I am not a basketball player or I should say, I don't believe I was meant to be a basketball player. But because of Danny, I'm a basketball player. In six to 12 weeks, I'm going to be a basketball player again. I might not be attempting any alley oops, but honestly I can't make any promises because Danny, his presence, his existence, my love for him changes me. I didn't think I was a basketball player until he said, "Dad, I need you to play basketball with me," and then I became a basketball player, a clumsy and unskilled one, but a player nonetheless. Ask these families what happened to their families when these children who we are about to baptize came into their families. They were changed. They were changed.

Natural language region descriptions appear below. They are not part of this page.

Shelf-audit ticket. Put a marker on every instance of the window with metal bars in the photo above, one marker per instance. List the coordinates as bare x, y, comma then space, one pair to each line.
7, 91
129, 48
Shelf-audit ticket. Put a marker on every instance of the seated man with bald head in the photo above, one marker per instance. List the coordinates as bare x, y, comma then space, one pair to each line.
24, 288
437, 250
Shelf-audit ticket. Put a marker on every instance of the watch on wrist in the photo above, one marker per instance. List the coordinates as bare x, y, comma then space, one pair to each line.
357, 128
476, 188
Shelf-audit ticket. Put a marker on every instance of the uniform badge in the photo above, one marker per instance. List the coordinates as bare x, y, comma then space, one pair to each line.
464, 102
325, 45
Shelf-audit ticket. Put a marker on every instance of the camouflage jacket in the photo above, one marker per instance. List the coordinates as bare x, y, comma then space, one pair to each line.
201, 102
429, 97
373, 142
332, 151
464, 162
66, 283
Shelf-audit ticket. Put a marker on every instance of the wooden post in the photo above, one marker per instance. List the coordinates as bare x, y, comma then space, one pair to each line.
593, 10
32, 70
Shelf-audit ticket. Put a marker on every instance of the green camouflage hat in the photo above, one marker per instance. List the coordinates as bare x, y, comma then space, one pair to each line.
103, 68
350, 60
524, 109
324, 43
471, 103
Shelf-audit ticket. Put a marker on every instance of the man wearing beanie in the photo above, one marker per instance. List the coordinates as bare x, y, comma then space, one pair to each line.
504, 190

It's happened in your families. When you have a new child or a new sibling or a new stepchild or a new spouse or whatever, this is the way family systems work. When someone comes into your family, the whole family is transformed, changed. You become a new person when you agree to love somebody, you become a new person. These children aren't going to be changed today by what happens here. We are going to be changed today by what happens here, because they're going to come up here and stand in front of us or be held in front of us, I guess, beloved children of God, and all of you are going to stand up and promise. You may not have realized when you walked in this building that you were going to make a solemn vow before God today, but you are going to make a solemn vow before God today, and each of you in this sanctuary is going to promise to love these children and to do all you can to support them. When you make that promise, you will be changed.

You might not know these kids. You might not have the luxury of a personal relationship with them beyond this day, but that vow stands. You'd better work to make the world that they inherit one which is more loving and more just and safe from things like climate change and racism and injustice because they're going to come up here and we're going to tell them that we love them and that is going to transform you. The church, you, the church will be made new when you say that, just as surely as a family is made new when a new child is born, this church family will be made new when we welcome these children into it.

I don't mean just this church. I mean church with a capital “C,” this is the miracle of God's timelessness and infinity. This is the miracle. Christians all over the world are going to be changed because we are welcoming these children into our fellowship today. Christians across time and place are going to be changed because we welcome them. Just as surely as what my grandparents' stories meant when I was born changed the story of all these saints from the past that we know, even these great saints like Mary and Francis and Patrick and Nicholas and Valentine, their stories are going to be changed and transformed. They will be made new, even Lazarus, dead 2,000 years ago and risen and then dead again, even his story is going to be coming into new meaning this morning by what we do with and for these children today because the church today is going to be made new again, four times in like three minutes. There is no more sacred thing that we do. We are going to be made new because God's love makes all things new and the sign of that love is and always has been a child and our promise. The promise that we make and the promise that we keep to love and protect that child with all that we are and all that we have. Amen.